In other words, it had been passed on from one person to another exactly as if it were money. V.3.5 Foreign currency deposits are included only in M4. V.2.8. Monetary aggregates (M, NM, and NM include only the liabilities of the banking system; while liquidity aggregates (L, L, and L also include the liabilities of FIs and NBFCs. V.1.5. Foreign currency denominated deposits are excluded from each aggregate.
- Owing to the nature of bank deposits, especially time-restricted savings account deposits, M4 represents the most illiquid measure of money.
- Some cheques circulated many times, endorsed on the back by the pub or shop owner, just like a bank note.
- Abacus Bank’s balance sheet gains $100 of base money as an asset, and a liability of $100 that is payable on demand to Marco, as shown in Figure 10.13a.
- Generally, broad money refers to M2 and M3 money.
Figure 10.6 Smoothing consumption by storing and lending. Use the analysis in Figure 10.4 to see how Julia will choose consumption when the interest rate is 10% and when it is 78%. In that case she would have $23 to spend next year. Another possible combination is to borrow and spend just $30 now, which would leave Julia with $67 to spend next year, after repaying her loan. You can think of the interest rate as the price of bringing some buying power forward in time. If, instead of 10%, the interest rate is 78%, Julia can only borrow a maximum of $56 now.
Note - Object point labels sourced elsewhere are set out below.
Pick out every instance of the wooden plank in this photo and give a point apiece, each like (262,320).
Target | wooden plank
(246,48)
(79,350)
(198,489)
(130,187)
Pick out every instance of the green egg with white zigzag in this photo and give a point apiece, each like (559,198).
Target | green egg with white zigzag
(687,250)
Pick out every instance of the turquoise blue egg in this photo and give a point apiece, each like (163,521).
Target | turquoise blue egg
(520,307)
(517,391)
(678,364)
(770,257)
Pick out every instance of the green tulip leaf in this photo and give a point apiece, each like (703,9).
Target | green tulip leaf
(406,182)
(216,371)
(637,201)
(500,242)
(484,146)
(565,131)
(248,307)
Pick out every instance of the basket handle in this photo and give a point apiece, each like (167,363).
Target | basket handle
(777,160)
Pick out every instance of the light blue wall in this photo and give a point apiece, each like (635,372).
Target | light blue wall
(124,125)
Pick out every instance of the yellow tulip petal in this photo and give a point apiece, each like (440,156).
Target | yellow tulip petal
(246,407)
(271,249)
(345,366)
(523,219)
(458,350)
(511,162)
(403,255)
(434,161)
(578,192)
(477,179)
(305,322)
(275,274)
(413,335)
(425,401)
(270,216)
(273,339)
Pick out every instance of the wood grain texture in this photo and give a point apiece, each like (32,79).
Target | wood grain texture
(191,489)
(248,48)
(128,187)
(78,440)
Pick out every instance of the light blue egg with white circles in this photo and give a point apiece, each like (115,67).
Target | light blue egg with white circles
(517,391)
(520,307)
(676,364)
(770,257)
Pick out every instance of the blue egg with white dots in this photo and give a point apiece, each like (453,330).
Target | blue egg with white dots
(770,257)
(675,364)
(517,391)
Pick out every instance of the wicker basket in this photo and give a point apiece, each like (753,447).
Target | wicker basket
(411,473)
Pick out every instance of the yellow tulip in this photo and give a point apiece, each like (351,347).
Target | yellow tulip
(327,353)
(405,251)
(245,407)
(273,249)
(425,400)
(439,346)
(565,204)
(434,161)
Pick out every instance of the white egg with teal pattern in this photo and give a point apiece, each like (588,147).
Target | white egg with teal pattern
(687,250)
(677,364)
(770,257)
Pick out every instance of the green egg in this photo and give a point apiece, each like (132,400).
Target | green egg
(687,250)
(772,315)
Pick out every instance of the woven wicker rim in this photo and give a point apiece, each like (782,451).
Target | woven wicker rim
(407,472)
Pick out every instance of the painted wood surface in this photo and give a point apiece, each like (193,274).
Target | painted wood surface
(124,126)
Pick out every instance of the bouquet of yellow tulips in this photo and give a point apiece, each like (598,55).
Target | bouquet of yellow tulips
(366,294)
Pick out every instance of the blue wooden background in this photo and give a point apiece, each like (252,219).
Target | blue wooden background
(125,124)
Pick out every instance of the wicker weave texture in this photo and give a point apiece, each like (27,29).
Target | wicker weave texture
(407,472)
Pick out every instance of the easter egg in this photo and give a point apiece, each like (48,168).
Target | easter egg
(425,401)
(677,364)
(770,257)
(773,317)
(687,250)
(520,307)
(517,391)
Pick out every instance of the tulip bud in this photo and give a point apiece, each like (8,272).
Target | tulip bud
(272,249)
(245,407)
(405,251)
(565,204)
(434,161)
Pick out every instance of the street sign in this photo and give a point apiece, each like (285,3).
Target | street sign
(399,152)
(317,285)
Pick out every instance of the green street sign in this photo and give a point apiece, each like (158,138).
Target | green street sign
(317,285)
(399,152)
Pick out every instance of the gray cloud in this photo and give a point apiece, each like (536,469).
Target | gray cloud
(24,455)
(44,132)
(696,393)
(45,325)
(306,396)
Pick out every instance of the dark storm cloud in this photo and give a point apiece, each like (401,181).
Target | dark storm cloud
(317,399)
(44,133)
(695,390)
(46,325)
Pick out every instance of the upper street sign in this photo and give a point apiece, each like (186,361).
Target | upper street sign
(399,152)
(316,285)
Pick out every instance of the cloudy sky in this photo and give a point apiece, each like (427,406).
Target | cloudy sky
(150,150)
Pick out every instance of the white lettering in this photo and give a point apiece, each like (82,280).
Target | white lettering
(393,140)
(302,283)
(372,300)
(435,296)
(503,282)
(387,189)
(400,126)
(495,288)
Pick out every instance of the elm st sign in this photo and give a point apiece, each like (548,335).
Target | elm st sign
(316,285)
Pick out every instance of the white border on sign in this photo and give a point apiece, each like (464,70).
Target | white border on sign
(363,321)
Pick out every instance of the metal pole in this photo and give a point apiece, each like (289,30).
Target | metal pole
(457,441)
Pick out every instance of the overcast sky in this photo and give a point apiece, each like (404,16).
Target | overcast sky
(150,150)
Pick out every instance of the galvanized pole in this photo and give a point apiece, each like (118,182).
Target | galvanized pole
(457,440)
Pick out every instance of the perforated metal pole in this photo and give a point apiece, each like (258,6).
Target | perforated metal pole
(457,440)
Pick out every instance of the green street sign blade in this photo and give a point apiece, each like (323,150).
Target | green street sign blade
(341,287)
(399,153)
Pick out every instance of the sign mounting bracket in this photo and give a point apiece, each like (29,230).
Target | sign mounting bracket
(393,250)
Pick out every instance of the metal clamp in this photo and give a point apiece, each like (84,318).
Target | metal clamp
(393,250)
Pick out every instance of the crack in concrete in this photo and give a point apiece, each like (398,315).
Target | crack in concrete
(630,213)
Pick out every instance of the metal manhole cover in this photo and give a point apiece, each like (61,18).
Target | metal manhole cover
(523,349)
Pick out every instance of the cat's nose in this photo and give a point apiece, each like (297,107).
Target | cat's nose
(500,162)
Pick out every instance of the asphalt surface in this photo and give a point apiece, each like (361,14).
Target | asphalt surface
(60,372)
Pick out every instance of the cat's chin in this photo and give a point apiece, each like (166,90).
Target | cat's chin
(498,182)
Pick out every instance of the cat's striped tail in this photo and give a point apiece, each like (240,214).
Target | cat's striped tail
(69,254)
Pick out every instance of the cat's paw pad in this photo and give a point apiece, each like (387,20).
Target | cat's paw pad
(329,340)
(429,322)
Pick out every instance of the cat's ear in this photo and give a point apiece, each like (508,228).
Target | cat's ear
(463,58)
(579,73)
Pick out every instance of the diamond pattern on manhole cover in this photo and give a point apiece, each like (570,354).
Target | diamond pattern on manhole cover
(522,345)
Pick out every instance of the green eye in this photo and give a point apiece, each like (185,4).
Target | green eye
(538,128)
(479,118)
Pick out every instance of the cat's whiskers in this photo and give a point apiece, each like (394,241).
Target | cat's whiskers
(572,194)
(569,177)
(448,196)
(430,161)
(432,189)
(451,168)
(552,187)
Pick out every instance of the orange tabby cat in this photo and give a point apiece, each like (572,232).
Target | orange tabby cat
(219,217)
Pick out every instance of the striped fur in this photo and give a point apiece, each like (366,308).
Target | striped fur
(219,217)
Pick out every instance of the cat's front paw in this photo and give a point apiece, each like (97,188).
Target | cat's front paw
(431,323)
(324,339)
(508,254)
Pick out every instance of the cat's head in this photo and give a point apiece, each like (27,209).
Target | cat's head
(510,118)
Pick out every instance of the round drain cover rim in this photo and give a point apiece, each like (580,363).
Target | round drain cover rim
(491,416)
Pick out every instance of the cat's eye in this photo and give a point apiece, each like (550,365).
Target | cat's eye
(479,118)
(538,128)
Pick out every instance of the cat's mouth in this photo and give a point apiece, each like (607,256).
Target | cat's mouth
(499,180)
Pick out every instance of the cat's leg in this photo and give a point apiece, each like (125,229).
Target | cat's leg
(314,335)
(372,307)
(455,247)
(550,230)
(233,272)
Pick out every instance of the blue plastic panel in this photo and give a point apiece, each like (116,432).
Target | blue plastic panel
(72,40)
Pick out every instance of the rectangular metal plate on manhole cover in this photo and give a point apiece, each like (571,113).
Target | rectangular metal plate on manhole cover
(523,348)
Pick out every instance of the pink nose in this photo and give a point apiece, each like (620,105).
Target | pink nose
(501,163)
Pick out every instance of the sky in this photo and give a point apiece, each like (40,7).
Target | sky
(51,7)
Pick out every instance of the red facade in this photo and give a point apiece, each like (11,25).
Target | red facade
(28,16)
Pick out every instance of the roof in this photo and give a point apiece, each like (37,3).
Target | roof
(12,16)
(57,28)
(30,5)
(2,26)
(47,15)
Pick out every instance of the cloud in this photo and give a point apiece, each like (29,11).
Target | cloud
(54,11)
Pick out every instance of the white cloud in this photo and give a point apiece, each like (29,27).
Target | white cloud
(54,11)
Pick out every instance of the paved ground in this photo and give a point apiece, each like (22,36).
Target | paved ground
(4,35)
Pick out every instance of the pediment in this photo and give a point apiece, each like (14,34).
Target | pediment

Nonetheless, savings deposits and most time deposits are generally included in M2. Money holders usually consist of the private non-bank (or non-depository) residents, except Korea and Turkey. In Korea, currency and deposits held by its central government and its central bank are included in each of its monetary aggregates.
This is why taking out the loan has no effect on her current net worth—the liability and the asset are equal to one another, so her net worth remains unchanged at zero. In Figure 10.12 this is recorded in her balance sheet under the heading ‘Now (before consuming)’. In the bathtub analogy, the water in the bathtub represents wealth as accumulated savings, and is the same as net worth. As we saw, net worth or wealth increases with income, and declines with consumption and depreciation. For a household, income increases bank deposits, while consumption is paid with bank deposits.